Только как и о чем с ними говорить после того как все уже случилось в постели?
Особенно если ты из тех, для кого секс — это один из этапов общения, Чисто технические телодвижения меня привлекают не долго. Если женщина не цепляет характером, одной внешности ой как мало. Я из тех, кто ценит в отношениях понимание и глубину.
И ведь вот в чем дело… я любил Веру даже на расстоянии.
Мучился, помня, о том, что она девушка Мэта, его жена! И одновременно так жаждал обладать ею с такой безудержной силой, что когда я прилетел в Америку, считая что разорвал все свои старые связи, первое время почувствовал очень сильную боль, с меня словно с живого содрали кожу и все раны кровоточат, а потом спустя некоторое время, осталось лишь тихое душевное опустошение.

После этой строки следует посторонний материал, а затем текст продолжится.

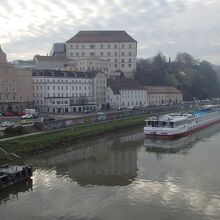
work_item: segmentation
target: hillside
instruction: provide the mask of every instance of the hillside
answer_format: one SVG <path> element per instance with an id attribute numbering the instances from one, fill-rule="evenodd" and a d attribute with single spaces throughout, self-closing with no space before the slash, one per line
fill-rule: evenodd
<path id="1" fill-rule="evenodd" d="M 174 61 L 167 61 L 161 53 L 151 59 L 140 59 L 135 79 L 142 85 L 174 86 L 186 100 L 220 96 L 220 80 L 211 64 L 198 62 L 187 53 L 178 53 Z"/>

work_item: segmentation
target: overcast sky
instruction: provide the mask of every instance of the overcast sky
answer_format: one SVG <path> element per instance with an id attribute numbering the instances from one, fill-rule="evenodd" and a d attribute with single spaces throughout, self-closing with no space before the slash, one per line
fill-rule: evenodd
<path id="1" fill-rule="evenodd" d="M 180 51 L 220 64 L 220 0 L 0 0 L 9 61 L 46 55 L 80 30 L 126 30 L 138 57 Z"/>

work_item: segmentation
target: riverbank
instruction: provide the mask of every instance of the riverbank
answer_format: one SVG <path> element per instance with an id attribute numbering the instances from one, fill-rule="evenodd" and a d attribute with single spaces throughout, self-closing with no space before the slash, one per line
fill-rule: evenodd
<path id="1" fill-rule="evenodd" d="M 9 153 L 16 153 L 24 157 L 31 154 L 38 154 L 55 147 L 62 147 L 63 144 L 73 143 L 136 126 L 143 126 L 145 118 L 146 116 L 138 116 L 106 123 L 74 127 L 61 131 L 41 133 L 33 136 L 18 137 L 1 142 L 1 147 Z M 3 158 L 4 155 L 0 155 L 0 160 Z"/>

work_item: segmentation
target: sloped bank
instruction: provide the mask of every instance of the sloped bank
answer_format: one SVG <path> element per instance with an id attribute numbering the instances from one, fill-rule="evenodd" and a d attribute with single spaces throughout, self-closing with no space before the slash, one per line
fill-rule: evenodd
<path id="1" fill-rule="evenodd" d="M 117 132 L 137 126 L 143 126 L 146 116 L 120 119 L 106 123 L 98 123 L 86 126 L 70 128 L 61 131 L 42 133 L 34 136 L 7 140 L 1 143 L 2 148 L 7 152 L 13 152 L 20 156 L 37 154 L 55 147 L 62 147 L 62 144 L 73 143 L 74 141 L 87 138 L 98 138 L 98 136 Z M 0 160 L 3 157 L 0 157 Z"/>

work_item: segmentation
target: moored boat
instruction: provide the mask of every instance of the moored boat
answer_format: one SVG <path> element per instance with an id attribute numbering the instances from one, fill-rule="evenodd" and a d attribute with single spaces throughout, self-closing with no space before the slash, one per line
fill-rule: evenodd
<path id="1" fill-rule="evenodd" d="M 172 113 L 145 120 L 146 138 L 172 140 L 220 122 L 220 105 L 206 105 L 191 114 Z"/>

Но все равно, оно глодало меня изнутри. Яростно и неотступно!
Мои руки никогда не касались ее тела. Я знал, что не такая она, не станет марать себя отношениями за спиной у брата. Такая женщина принадлежит только одному мужчине. Нет, она никогда не заведет любовника на стороне. Для нее это было бы равно бесчестью.
Нажимаю кнопку звонка и слышу легкие шаги, дверь распахивается и я ныряю в глубину синих глаз, двух глубоких озер, дарящие мне неповторимый свет.
Я настолько обескуражен этой новой встречей с Верой, что на несколько секунд зависаю, в горле ком, сглатываю и хрипло произношу:
— Добрый день, то есть вечер…Вера. Я пришел сказать, что…, — мнусь и не знаю что ей сказать. Причинять боль любимым людям всегда очень сложно.
— Герман, здравствуй, какими судьбами, так вот о каком сюрпризе говорил утром Мэт, — она улыбается мягкой, обезоруживающей улыбкой. Почти как тогда, когда я видел ее последний раз в аэропорту и не смог сказать ей ни слова о своих чувствах.
***
Несколько лет назад.
Я стоял и ожидании, когда объявят регистрацию, рейс мой задерживался и мне было одновременно радостно и больно смотреть на Веру с Матвеем. Радостно от того, что эти двое счастливы и никого и ничего не замечают вокруг, и больно - ведь я третий лишний в их обалденной любовной истории. Как говорится в той песне: "Хэппи энд, но только не у меня!"
— Гера, может останешься, через неделю наша свадьба! Ну чего ты спешишь, никуда твоя Америка не денется, материк этот не провалится и цунами его не накроет, может сдашь все же билеты, — Мэт обнимает Веру за плечи, она прижимается к нему и видно, что эти двое довольны друг другом, они — единое целое.
— Герман, а правда оставайся, будешь дружком на нашей свадьбе, думаю галстук бабочка тебе будет к лицу. Я купила такие для всех мужчин, приглашенных на нашу свадьбу.
***
Воспоминания обжигают, и чтобы не потеряться в них еще больше, обращаю внимание на Веру.
Топчусь на крыльце большого дома, не решаясь войти. Ну как есть истинный придурок.
Ее голос, чистый, нежный… у меня аж сносит крышу, она стала еще красивее чем была прежде.
Герман. Она никогда не будет моей.
— Вы…, ой Гера, прости я хотела сказать “ты”, просто я от тебя отвыкла, — смеется звонко и так искренне. — Ты голодный? — спрашивает так как это делают только наши русские женщины, с теплотой и любовью.
Американки рациональные и где-то даже немного холодные. Им далеко до душевности наших женщин.
Прохожу в гостиную и неловкость моя лишь усиливается.
Черт! Ведь никогда не был таким неуверенным в себе, меня словно подменили и я не могу этому противиться.
Сам в шоке, что при взгляде в эти синие глаза, мне хочется свернуть горы, сделать что-то такое, от чего она будет радостно ликовать и смеяться.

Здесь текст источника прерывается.